Un pays encore fermé sur les questions des personnes queer
Ouvert depuis un peu plus d’un mois maintenant, dans une des rues les plus animées de Varsovie, le lieu croule sous les félicitations du monde entier depuis. « La presse gay à l’étranger a beaucoup réagi, et nos visiteurs viennent toujours nous remercier pour cette initiative », explique Pawel Zukowski avec satisfaction. Le Queer Muzeum de Varsovie a cette particularité de n’être que le troisième musée dédié à l’histoire des personnes LGBTQIA+ à ouvrir ses portes en Europe, les deux autres étant à Berlin et à Londres. Et quant aux réactions de personnes réticentes au projet, « on n’y a pas été confronté, enfin pas encore », conclut l’artiste avec un sourire pincé.
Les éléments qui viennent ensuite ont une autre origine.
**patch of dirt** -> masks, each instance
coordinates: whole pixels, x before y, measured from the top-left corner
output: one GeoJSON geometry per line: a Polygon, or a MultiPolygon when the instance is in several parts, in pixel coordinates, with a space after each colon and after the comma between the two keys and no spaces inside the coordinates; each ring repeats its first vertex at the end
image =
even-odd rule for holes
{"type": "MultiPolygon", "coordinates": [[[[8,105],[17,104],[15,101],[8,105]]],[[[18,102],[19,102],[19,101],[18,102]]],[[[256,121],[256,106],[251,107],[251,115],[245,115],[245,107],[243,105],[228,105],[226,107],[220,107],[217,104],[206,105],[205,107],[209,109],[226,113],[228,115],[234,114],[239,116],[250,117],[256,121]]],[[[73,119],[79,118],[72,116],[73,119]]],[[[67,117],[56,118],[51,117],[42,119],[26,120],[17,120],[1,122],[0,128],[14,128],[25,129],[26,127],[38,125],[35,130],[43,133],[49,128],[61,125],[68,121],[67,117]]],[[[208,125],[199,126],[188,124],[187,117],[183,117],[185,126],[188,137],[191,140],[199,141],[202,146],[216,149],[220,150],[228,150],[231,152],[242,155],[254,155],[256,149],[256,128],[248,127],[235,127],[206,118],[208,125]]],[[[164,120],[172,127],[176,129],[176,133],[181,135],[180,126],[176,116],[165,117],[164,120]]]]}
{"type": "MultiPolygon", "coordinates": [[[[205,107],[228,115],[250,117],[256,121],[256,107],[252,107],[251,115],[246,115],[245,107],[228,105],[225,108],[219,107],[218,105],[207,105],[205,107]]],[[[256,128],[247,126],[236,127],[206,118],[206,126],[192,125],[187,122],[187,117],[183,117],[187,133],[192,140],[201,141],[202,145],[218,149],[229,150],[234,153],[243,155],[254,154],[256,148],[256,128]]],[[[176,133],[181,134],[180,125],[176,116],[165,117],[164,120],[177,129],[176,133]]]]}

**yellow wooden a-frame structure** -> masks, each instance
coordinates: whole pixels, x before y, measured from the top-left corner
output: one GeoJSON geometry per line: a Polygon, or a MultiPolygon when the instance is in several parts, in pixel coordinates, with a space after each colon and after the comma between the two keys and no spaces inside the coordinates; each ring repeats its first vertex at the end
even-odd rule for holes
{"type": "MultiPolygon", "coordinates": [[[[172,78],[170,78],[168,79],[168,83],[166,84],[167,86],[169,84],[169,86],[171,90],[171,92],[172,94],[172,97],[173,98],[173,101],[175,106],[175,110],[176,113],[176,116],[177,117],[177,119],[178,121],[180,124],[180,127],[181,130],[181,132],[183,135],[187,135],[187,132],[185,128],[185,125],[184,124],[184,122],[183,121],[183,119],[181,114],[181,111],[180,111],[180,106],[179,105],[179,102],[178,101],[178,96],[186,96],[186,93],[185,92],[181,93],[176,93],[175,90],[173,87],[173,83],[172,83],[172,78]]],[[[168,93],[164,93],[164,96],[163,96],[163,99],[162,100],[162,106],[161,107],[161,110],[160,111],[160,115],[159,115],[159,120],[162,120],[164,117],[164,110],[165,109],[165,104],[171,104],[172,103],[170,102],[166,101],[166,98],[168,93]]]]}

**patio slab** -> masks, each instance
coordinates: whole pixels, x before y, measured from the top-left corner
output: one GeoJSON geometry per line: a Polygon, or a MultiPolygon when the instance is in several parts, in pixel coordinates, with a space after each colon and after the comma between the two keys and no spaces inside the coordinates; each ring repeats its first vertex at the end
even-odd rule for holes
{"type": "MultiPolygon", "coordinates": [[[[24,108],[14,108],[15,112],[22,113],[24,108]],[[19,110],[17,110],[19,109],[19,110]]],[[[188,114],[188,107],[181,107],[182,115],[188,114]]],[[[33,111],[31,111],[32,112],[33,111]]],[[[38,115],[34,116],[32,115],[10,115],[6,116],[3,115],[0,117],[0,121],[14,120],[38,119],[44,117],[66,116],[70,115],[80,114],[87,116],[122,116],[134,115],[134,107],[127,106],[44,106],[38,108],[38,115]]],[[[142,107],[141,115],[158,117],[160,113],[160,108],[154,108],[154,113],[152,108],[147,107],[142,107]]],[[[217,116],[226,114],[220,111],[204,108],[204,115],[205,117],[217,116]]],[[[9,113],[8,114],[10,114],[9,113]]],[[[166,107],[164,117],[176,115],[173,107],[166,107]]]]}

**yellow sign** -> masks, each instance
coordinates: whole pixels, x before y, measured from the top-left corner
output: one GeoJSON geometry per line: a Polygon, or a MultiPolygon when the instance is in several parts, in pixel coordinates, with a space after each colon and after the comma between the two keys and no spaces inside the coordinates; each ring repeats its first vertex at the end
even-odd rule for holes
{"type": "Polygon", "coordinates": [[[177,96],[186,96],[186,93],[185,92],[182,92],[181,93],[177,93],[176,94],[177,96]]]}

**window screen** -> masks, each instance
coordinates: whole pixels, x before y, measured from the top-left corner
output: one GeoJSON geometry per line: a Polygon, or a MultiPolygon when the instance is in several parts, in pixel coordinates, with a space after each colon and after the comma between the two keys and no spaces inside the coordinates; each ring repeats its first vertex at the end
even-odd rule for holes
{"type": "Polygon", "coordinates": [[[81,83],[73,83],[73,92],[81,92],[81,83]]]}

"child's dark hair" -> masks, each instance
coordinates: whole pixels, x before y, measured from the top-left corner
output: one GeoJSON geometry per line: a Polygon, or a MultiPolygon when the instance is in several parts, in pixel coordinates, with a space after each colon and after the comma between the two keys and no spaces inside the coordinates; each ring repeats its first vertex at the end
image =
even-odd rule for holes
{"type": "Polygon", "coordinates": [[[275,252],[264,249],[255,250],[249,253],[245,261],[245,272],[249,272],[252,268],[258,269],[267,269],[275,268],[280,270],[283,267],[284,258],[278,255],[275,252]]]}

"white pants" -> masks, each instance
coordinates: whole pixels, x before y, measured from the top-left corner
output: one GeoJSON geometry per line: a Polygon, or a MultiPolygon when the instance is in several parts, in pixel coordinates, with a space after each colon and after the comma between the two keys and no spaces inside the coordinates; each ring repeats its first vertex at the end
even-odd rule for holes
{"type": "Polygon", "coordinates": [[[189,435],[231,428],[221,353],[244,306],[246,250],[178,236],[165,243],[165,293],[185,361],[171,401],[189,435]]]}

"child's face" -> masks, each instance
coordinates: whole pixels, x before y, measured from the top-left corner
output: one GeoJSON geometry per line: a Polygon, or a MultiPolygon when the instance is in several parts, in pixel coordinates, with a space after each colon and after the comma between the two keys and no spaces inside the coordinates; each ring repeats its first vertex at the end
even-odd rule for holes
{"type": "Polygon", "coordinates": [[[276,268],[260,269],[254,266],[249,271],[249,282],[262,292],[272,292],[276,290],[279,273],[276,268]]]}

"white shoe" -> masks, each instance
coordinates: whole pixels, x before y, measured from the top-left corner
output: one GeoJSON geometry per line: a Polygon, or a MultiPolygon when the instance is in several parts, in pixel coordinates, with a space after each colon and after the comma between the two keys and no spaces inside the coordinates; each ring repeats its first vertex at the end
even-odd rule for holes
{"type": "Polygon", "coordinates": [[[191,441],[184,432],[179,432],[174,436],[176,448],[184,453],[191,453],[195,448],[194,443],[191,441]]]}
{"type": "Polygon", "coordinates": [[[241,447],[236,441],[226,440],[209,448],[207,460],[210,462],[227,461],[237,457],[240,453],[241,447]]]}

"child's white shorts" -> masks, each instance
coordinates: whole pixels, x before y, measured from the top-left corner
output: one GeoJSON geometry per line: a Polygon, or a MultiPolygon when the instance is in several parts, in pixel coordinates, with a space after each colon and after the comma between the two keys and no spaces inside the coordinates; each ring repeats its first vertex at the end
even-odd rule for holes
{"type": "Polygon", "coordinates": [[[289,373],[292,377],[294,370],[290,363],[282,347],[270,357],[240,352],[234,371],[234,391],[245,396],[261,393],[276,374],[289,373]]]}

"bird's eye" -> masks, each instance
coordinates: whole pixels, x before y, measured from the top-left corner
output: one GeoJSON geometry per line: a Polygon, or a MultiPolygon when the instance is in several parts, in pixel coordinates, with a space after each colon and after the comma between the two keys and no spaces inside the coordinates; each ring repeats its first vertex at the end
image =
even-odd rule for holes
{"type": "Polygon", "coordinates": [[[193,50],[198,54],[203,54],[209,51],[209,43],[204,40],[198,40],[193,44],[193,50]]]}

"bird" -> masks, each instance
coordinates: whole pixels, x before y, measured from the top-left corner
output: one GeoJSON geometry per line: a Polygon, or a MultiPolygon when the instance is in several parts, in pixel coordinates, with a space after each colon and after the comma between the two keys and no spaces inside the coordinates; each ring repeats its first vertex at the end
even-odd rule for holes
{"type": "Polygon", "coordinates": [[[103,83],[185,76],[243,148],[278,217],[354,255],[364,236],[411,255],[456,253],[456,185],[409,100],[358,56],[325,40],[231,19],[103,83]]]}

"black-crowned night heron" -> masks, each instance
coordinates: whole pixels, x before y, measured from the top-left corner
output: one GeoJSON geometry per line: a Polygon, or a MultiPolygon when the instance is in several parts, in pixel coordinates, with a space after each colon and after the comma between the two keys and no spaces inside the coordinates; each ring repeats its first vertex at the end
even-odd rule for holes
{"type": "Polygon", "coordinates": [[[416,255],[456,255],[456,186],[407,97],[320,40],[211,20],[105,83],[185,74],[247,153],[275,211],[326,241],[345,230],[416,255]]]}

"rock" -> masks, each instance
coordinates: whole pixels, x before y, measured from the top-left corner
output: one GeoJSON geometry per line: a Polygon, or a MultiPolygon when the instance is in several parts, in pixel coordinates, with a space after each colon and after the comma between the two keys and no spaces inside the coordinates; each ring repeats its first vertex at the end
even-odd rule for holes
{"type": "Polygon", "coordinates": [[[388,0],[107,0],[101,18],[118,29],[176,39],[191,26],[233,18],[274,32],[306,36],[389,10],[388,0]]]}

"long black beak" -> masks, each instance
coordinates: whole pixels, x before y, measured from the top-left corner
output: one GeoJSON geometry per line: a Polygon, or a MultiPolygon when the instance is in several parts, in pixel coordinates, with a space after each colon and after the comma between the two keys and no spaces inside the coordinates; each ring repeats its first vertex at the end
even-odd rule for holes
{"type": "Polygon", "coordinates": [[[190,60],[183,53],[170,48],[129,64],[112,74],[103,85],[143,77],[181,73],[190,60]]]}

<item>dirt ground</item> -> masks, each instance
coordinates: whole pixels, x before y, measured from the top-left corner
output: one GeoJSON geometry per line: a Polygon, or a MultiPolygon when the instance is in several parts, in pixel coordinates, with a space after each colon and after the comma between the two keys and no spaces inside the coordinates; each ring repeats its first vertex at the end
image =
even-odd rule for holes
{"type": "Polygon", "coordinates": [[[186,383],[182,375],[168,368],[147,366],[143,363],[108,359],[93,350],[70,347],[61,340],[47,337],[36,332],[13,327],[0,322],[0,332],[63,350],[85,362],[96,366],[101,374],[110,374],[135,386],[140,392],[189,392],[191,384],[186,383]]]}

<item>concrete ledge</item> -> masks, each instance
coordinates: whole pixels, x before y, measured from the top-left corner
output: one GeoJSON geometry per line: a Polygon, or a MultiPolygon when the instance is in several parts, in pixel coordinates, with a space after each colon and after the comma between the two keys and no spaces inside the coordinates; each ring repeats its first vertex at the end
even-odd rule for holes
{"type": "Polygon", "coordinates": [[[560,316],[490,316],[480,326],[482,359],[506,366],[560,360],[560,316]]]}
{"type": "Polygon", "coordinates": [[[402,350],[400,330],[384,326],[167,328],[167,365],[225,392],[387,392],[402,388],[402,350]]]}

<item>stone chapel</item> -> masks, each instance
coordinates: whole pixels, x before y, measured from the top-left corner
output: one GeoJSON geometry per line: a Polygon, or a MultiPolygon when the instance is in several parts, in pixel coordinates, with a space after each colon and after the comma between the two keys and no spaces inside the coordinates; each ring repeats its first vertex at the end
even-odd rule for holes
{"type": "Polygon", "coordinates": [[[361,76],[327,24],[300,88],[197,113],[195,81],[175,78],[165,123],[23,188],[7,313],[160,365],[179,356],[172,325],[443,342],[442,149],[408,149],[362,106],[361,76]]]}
Car l’ouverture d’un musée pareil est presque inespéré dans un pays comme la Pologne, encore très hostile aux droits des personnes homosexuelles. Chaque année, l’association Ilga-Europe publie une carte des pays européens pour désigner les plus « homophobes » du continent. En 2024 encore, la Pologne est la dernière du classement en Union européenne. Et pour cause, à peine six ans en arrière, des zones « anti-idéologie LGBT » existaient dans le pays. Ces résolutions autorisaient par exemple les enseignes à refuser l’entrée de personnes affichant leur homosexualité. Ou encore les collectivités pouvaient arrêter de donner des fonds aux associations aidant la communauté LGBTQIA+. Un dispositif qui a poussé l’Union européenne à couper les subventions un temps aux cinq zones concernées et à rappeler que l’UE est une « zone de liberté LGBTIQ ».
Si aujourd’hui, ces résolutions ont été révisées ou annulées, la Pologne demeure un pays peu ouvert à la communauté queer. « Il n’y a aucune forme de protection contre les discours de haine, ni d’autorisation d’union civile pour les LGBT », regrette Pawel Zukowski. Une absence de reconnaissance liée à une politique très conservatrice et eurosceptique menée par l’extrême-droite dans le pays pendant presque dix ans, de 2015 à 2023. Régulièrement, l’institut de sondage CBOS mène une enquête pour évaluer le niveau d’homophobie du pays. En 2021, il estimait que plus de deux tiers des répondants polonais considéraient l’homosexualité comme une déviance. Parmi eux, 17% pensaient qu’elle ne devait pas être tolérée.
*Les personnes n’ont pas souhaité donner leur nom complet.